March 15, 2017.
I was ready to get out of the snow. I grabbed my friend Sarah and we drove east in search of new places and dry ground.
Dry River Channel
Sullivan’s Eastern Oregon hiking book mentions a short hike in the Badlands that follows an old river bed. I hadn’t seen it before, so we decided to make this our starting place. Following the directions we walked on a trail that took us to a narrow channel of short rock walls where we searched for Native American petroglyphs. Sarah and I investigated the rocks and looked for animal signs while her dog Ruby explored the top of the cliffs.
We looped back to the car and piled in to drive to our next stop.
The Juniper Woodlands Recreation Area is managed by the BLM and is located just north of the Oregon Badlands WIlderness. When we arrived at the trailhead we were greeted by a signboard with a map. Based on the map we put together a roughly 5.7 mile loop and started walking.

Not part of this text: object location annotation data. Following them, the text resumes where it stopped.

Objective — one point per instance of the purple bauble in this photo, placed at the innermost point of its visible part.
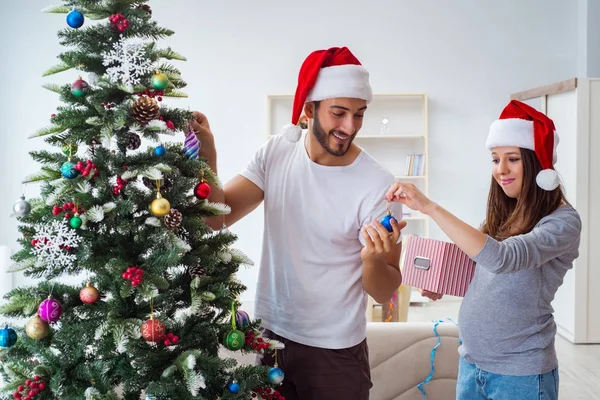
(241, 318)
(50, 310)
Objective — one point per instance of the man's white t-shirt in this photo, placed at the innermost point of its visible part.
(309, 287)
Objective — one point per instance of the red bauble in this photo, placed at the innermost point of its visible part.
(153, 330)
(202, 190)
(89, 294)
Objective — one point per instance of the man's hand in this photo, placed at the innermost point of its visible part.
(379, 241)
(381, 260)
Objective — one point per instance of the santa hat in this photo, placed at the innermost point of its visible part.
(523, 126)
(327, 74)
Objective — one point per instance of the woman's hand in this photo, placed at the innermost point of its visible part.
(431, 295)
(409, 195)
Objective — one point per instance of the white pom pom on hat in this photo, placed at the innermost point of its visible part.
(327, 74)
(523, 126)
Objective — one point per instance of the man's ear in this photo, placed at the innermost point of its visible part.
(309, 110)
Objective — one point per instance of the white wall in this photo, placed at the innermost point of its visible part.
(467, 55)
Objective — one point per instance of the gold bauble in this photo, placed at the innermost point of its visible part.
(160, 207)
(37, 328)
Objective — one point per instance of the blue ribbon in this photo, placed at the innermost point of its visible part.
(432, 357)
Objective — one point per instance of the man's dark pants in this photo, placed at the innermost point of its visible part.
(313, 373)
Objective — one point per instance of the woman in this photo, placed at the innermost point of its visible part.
(526, 245)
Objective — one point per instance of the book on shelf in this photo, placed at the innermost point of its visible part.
(415, 165)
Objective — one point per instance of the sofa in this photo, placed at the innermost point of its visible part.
(400, 355)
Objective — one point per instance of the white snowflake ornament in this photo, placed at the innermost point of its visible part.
(127, 62)
(52, 244)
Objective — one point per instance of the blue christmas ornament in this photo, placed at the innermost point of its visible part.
(387, 222)
(8, 337)
(68, 170)
(234, 387)
(75, 19)
(160, 150)
(275, 376)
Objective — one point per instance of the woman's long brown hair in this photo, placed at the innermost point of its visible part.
(506, 217)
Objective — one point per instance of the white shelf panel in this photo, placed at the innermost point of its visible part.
(409, 177)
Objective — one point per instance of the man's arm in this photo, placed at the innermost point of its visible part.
(239, 193)
(381, 260)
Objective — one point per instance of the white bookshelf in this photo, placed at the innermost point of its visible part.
(404, 134)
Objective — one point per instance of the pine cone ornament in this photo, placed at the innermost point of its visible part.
(144, 110)
(173, 219)
(133, 141)
(197, 270)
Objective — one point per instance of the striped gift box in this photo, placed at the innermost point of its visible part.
(437, 266)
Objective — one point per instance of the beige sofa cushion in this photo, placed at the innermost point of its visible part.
(400, 356)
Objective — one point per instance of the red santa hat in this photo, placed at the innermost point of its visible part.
(522, 125)
(327, 74)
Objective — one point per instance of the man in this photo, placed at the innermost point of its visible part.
(323, 197)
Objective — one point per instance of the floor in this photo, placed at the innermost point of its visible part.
(579, 365)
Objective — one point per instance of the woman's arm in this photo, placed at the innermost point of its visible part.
(467, 238)
(533, 249)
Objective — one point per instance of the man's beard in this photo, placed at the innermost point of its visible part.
(323, 139)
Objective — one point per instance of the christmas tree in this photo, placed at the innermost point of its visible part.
(157, 296)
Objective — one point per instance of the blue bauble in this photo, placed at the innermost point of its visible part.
(75, 19)
(387, 222)
(160, 150)
(68, 170)
(234, 387)
(275, 376)
(8, 337)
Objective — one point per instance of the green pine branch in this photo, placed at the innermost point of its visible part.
(45, 174)
(53, 87)
(57, 68)
(170, 54)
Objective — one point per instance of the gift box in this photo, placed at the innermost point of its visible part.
(437, 266)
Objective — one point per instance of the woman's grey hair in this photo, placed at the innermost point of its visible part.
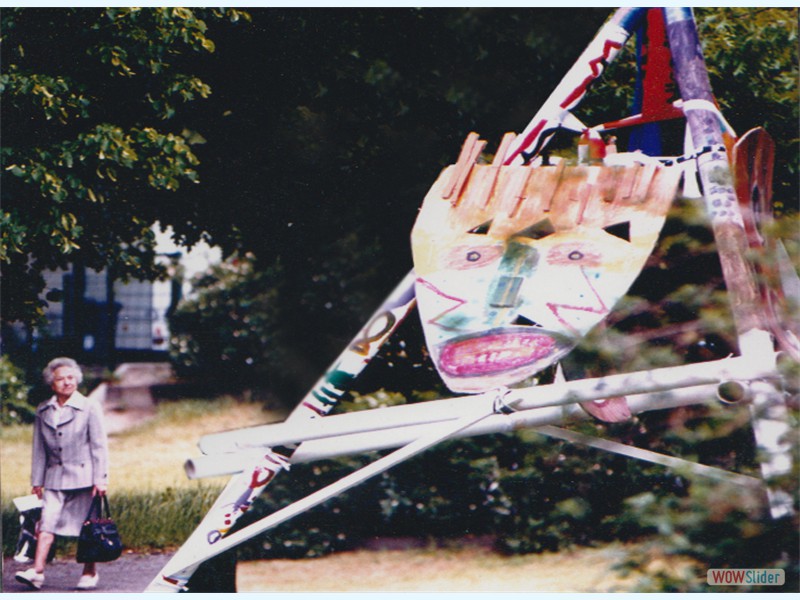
(63, 361)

The trails were named and color coded on the map. Once we started hiking we noticed that the trail junctions were marked, however, with numbers. We did our best to stay on our route.
The terrain was terribly monotonous. It was flat and dry, with sage and juniper dominating the vegetation. The sky overhead was thick and gray. We were not inspired. Occasionally we’d stumble across an interesting sight. A large pile of old, rusted cans. Three attached vertebrae. Hundreds of purple juniper berries strewn beneath a large tree.
We couldn’t have reached the trailhead soon enough. It was time for one more hike.
As luck would have it, we saved the best for last.
Reynolds Pond was stunning. We could hardly believe our eyes. Underneath moody clouds we saw bright yellow and orange leaves that seemed to defy the desert’s color palette. Beneath the water we could look down to the bottom of the pond. There was something to look at in all directions. My only disappointment was that the trail looping the pond was only a mile long. We wouldn’t have much of a walk here.
But, it felt great to walk on dry ground and feel that cool desert air on my face. I really enjoyed checking out some new places at a time where I thought I’d seen it all. No matter how much I explore there is always something new to discover.